Борис Эрлих, студент Психоневрологического университета, (Психоневрологического потому, что во всех других была процентная норма для евреев), проводил лето 17 года у своих родных в местечке. Обходя пешком окрестные буйные села, он объяснял крестьянам основы большевистского учения. Этой пропаганде мешал горбатый нос Эрлиха, мешал, но не слишком — в 17 году не до носов было.
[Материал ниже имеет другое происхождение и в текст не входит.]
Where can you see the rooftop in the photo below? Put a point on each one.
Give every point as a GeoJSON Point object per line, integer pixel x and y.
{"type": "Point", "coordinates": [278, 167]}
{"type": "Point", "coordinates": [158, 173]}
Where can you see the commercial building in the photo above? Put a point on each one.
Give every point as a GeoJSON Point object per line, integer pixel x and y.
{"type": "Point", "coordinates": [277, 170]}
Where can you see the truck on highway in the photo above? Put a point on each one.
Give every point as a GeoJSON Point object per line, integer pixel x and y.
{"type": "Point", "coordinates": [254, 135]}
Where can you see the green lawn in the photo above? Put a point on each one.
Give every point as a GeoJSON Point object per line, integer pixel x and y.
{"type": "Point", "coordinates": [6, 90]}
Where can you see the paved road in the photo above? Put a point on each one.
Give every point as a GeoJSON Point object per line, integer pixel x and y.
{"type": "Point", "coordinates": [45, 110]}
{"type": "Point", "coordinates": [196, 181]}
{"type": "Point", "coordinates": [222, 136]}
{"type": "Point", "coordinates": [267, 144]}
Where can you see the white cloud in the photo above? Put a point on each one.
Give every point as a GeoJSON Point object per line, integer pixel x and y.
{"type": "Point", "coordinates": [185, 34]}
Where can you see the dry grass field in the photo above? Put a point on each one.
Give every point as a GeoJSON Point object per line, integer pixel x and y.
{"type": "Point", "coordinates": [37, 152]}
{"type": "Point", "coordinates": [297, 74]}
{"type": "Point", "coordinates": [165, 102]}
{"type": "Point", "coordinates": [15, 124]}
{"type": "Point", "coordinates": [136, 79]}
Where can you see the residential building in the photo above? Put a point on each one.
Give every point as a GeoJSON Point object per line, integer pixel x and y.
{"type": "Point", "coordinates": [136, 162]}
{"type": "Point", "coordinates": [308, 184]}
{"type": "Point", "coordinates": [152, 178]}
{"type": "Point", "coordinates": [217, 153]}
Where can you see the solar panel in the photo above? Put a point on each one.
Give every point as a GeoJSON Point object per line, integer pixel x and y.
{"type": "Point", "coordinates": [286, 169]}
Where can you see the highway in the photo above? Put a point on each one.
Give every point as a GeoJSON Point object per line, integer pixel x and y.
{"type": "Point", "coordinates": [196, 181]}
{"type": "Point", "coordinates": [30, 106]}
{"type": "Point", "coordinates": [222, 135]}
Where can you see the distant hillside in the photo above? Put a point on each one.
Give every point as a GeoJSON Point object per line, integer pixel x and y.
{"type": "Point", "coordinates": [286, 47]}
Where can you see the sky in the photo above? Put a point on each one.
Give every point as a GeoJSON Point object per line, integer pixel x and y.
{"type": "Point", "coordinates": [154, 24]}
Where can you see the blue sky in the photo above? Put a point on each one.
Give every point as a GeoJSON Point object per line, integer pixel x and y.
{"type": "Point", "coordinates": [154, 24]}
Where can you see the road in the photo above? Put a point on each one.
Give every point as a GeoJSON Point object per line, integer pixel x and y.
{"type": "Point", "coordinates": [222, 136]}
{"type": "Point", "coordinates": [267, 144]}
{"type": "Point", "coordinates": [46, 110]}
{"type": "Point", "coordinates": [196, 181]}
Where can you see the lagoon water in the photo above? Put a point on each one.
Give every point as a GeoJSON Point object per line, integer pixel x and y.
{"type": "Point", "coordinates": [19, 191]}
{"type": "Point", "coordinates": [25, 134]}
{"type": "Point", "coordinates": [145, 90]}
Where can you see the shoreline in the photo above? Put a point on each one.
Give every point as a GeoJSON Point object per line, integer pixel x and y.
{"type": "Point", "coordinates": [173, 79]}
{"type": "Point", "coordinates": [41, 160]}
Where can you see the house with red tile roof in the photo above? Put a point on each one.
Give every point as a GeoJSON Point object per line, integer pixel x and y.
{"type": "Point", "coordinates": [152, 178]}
В то же лето к бухгалтеру уездной земской управы приехал из Верхоянской ссылки сын Алеша. Отдыхая от тюрьмы, поглощая родительские настойки и вареники с вишнями, Алеша раскопал, что род Селивановых происходит от полковника Запорожской сечи Селивана. В бумагах […] он разыскал даже литографированный портрет своего предка в жупане с булавой, верхом на карточном коне. На портрете была выцветшая надпись на латыни — Алеша утверждал, что узнает руку украинского канцлера при Мазепе. Романтические эти изыскания сочетались в Алеше с принадлежностью к партии социалистов-революционеров. Перед глазами его всегда стояли образы Желябова, Кибальчича, Каляева. В двадцать один год жизнь Алеши была полна. Юношескую ее страсть возмутил Эрлих, носатый студент университета со странным наименованием. Они сдружились, и Алеша сделался большевиком. О книгах и «Коммунистическом манифесте» позаботился Эрлих. После переворота Алеша собрал своих местечковых друзей — девятнадцатилетнего еврея, механика из кино «Чары», другого еврея — кузнеца, неприкаянных нескольких унтер-офицеров и несколько ребят, вольницу из соседнего села. Он посадил их на коней и назвал отрядом, а самый отряд — повстанческим полком красных украинских казаков. Унтер-офицера сделали начальником штаба, Бориса — комиссаром. Так как в Алешкином полку дрались за правое дело и бойцы в нем жили дружно и гордо и врали невесть что — то к отряду что ни день прибывали силы, и он, [отряд], испытал судьбу ручейков, из которых сложилась Красная Армия. Из полка стала бригада, из бригады дивизия; дрались с бандами, с Петлюрой, с добровольцами, с поляками. При полках были уже политотделы, корп[усные] части, трибуналы и [чрезвычайные?] комиссии.